Santos era eso, aunque no lo decía, y quizá no lo tenía tan en cuenta como los demás, los ausentes. Pablo, María, Mercedes, los dos Carlos, y sobre todo Carmen, pueden atestiguarlo. Era la inteligencia que no descansaba, la libertad que no se vendía a nadie. La necesidad de saber, de no dejarse tiranizar por las tinieblas, de trazar y defender su propio itinerario. En momentos sucesivos, lejanos ya, había vivido a fondo el catolicismo y el marxismo, y supo sacar de ambos lo mejor que tenían, desprendiéndose luego, sin rencor, de sus aspectos dogmáticos. Navegó a partir de ahí por su cuenta, confió en su propia mente, como el nadador de Paestum en su saber natatorio, sin miedo a ahogarse.

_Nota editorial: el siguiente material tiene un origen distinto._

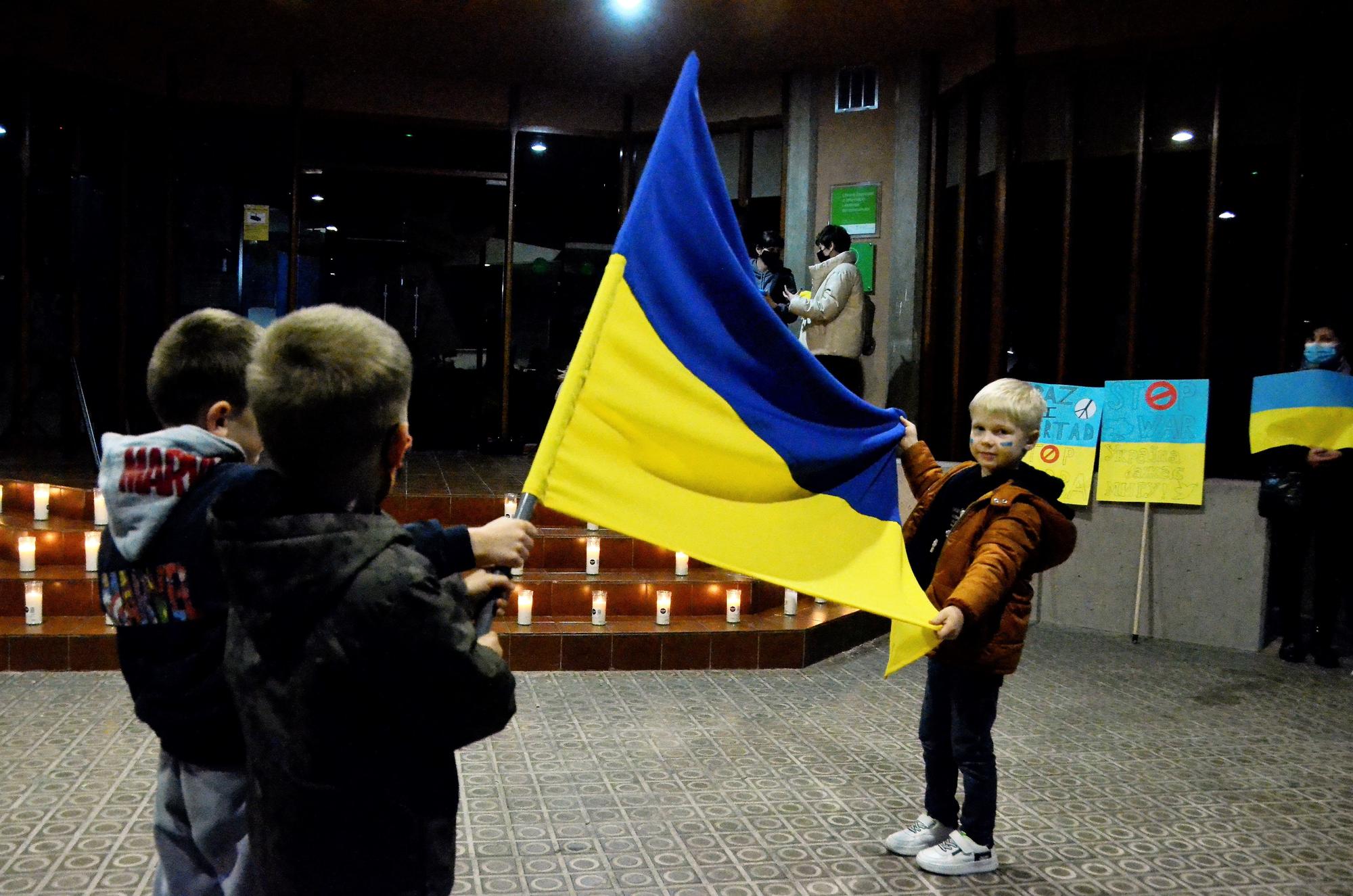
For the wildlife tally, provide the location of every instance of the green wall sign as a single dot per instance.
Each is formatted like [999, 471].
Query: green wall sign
[856, 209]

El buen intelectual, suele decirse, es heredero de la Ilustración. Pero viene de más atrás, de los griegos, de los primeros que se atrevieron a razonar sobre las causas de las cosas dejando de lado dioses y milagros. Lo importante no es ser fiel a una escuela, lo importante es pensar, proponer argumentos y estar dispuesto a seguir aprendiendo, a cambiar de opinión, cuando a uno le convence lo que oye o lee a otros. Es lo que hizo Santos. Bebió, curioso, sin prejuicios, de distintas corrientes intelectuales, queriendo estar al día, tomando lo más aprovechable de cada una, sin casarse con ninguna. Con Max Weber y Azaña como brújulas, que nunca dejaban de señalar un norte de modernidad, de instituciones, de democracia.
Qué nos diría Santos de la confusión ahora reinante. Qué nos diría de las peleas de gallinero sobre algo tan prioritario como la salud, de la lealtad o deslealtad en un Gobierno de difícil coalición, del nuevo proyecto de ley de memoria, del estrambótico inquilino de la Casa Blanca. Le necesitamos, porque hay muchas cosas que comentar. Podemos imaginar lo que opinaría. Pero sólo eso, imaginarlo. Nunca volveremos a oír su voz. No volverá a irritarnos con sus consejos evidentes para sacar una furgoneta blanca de una empinada cuesta napolitana, no volverá a sorprendernos con aquella lucidez que nos señalaba lo más obvio y en lo que no habíamos reparado.
El nadador es suyo. Hoy hace un año. Qué vacío.
José Álvarez Junco es historiador, Jorge M. Reverte es escritor, Mercedes Fonseca es periodista y María Jesús Iglesias es restauradora de arte.